Sources & Sinks
Pull Arrow data into a Pipeline, push it out — in Arrow-native format, end to end.
Overview
The io feature adds two traits and a small registry of built-in implementations:
Source— produces a stream ofRecordBatches to be appended to a registered component.Sink— consumes a stream ofRecordBatches from a component, in append-only fashion, with afinishhook for flush/close.
Both traits are async. The pipeline integrates them via drain_into_dataset (run sources before systems) and drain_dataset (run sinks after).
The Source trait
#[async_trait]
pub trait Source: Send + Sync {
fn schema(&self) -> Arc<Schema>;
async fn next_batch(&mut self) -> PcsResult<Option<RecordBatch>>;
fn estimated_rows(&self) -> Option<usize> { None }
}
The Sink trait
#[async_trait]
pub trait Sink: Send {
fn schema(&self) -> Arc<Schema>;
async fn write_batch(&mut self, batch: &RecordBatch) -> PcsResult<()>;
async fn finish(&mut self) -> PcsResult<()>;
fn pending_rows(&self) -> Option<usize> { None }
}
Built-in implementations
| Format | Source | Sink | Notes |
|---|---|---|---|
| Parquet | ParquetSource | ParquetSink |
The fastest path. Uses Arrow’s native Parquet reader/writer with the parquet crate. |
| CSV | CsvSource | — | Schema-on-read with type inference; slower than Parquet, fine for small files. |
| JSON Lines | — | JsonLinesSink |
One JSON object per row per line. Useful for human-debuggable output. |
| Channel | ChannelSource | ChannelSink |
In-memory tokio::sync::mpsc bridge. Use to wire a pipeline to another async task. |
Parquet example
use pcs_core::prelude::*;
use pcs_core::io::{ParquetSource, ParquetSink};
#[tokio::main]
async fn main() -> PcsResult<()> {
let mut pipeline = Pipeline::builder("etl")
.with::<Trade>()
.with_source("Trade", ParquetSource::open("input.parquet")?)

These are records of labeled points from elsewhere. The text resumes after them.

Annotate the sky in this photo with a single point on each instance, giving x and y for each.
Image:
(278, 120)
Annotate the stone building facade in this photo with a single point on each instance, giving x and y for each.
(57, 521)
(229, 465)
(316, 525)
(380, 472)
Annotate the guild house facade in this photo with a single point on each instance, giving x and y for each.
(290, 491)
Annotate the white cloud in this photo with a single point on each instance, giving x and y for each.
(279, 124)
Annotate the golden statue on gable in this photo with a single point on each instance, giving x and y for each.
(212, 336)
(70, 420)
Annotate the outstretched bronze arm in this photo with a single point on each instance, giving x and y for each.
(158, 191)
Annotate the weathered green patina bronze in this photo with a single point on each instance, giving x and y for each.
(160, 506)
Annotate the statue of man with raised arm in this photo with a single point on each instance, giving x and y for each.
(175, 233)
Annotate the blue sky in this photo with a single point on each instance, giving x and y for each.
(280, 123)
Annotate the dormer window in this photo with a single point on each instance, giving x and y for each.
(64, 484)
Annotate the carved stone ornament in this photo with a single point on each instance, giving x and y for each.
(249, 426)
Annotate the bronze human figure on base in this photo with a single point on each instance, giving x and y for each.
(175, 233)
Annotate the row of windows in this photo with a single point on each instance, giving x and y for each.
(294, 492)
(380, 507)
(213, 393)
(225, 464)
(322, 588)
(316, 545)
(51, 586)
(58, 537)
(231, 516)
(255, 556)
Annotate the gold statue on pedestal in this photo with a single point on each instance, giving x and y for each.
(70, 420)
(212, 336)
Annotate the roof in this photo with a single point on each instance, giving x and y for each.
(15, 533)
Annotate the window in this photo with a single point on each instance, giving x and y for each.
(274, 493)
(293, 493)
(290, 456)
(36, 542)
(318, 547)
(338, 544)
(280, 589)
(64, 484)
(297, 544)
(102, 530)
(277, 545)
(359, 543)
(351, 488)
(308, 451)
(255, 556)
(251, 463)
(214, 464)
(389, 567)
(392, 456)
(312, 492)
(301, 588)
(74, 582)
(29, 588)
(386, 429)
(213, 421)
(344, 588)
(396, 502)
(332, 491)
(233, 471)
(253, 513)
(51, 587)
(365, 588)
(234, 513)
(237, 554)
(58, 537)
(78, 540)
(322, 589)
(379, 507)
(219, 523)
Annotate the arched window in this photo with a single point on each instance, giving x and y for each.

.with_sink ("Trade", ParquetSink::create("output.parquet", Trade::schema())?)
.with_system(EnrichTradeSystem)
.build();
// Drains source → runs systems → drains to sink → calls Sink::finish().
pipeline.run_with_io().await?;
Ok(())
}
See cargo run --example scheduler_parquet_etl for a full Parquet-source/Parquet-sink pipeline.
Implementing a custom Source
Anything that produces Arrow RecordBatches can be a source. Here’s a minimal example that yields a single batch from a hard-coded slice of structs:
use std::sync::Arc;
use arrow_array::RecordBatch;
use arrow_schema::Schema;
use async_trait::async_trait;
use pcs_core::io::Source;
use pcs_core::PcsResult;
struct InMemorySource<C: Component + Serialize> {
schema: Arc<Schema>,
batches: std::vec::IntoIter<Vec<C>>,
}
#[async_trait]
impl<C: Component + Serialize + Send + Sync> Source for InMemorySource<C> {
fn schema(&self) -> Arc<Schema> { self.schema.clone() }
async fn next_batch(&mut self) -> PcsResult<Option<RecordBatch>> {
let Some(rows) = self.batches.next() else { return Ok(None) };
Ok(Some(C::to_record_batch(&rows)?))
}
}
Driving sources and sinks manually
If you don’t want to attach IO to the pipeline itself, the helpers drain_into_dataset and drain_dataset let you wire a source or sink to any Dataset:
use pcs_core::io::{drain_into_dataset, drain_dataset, ParquetSource, ParquetSink};
let mut data = Dataset::new();
data.register_component::<Trade>()?;
let mut src = ParquetSource::open("input.parquet")?;
let mut sink = ParquetSink::create("output.parquet", Trade::schema())?;
let n_in = drain_into_dataset(&mut src, &mut data, "Trade").await?;
// ... mutate `data` ...
let n_out = drain_dataset(&data, "Trade", &mut sink).await?;
sink.finish().await?;
DataFusion interop (feature = "datafusion")
The datafusion feature implies io and adds adapters that let you use a PCS Dataset as a DataFusion TableProvider, or expose a DataFusion SendableRecordBatchStream as a Source. Useful for combining SQL queries with imperative Rust transforms.
See cargo run --example datafusion_interop --features datafusion.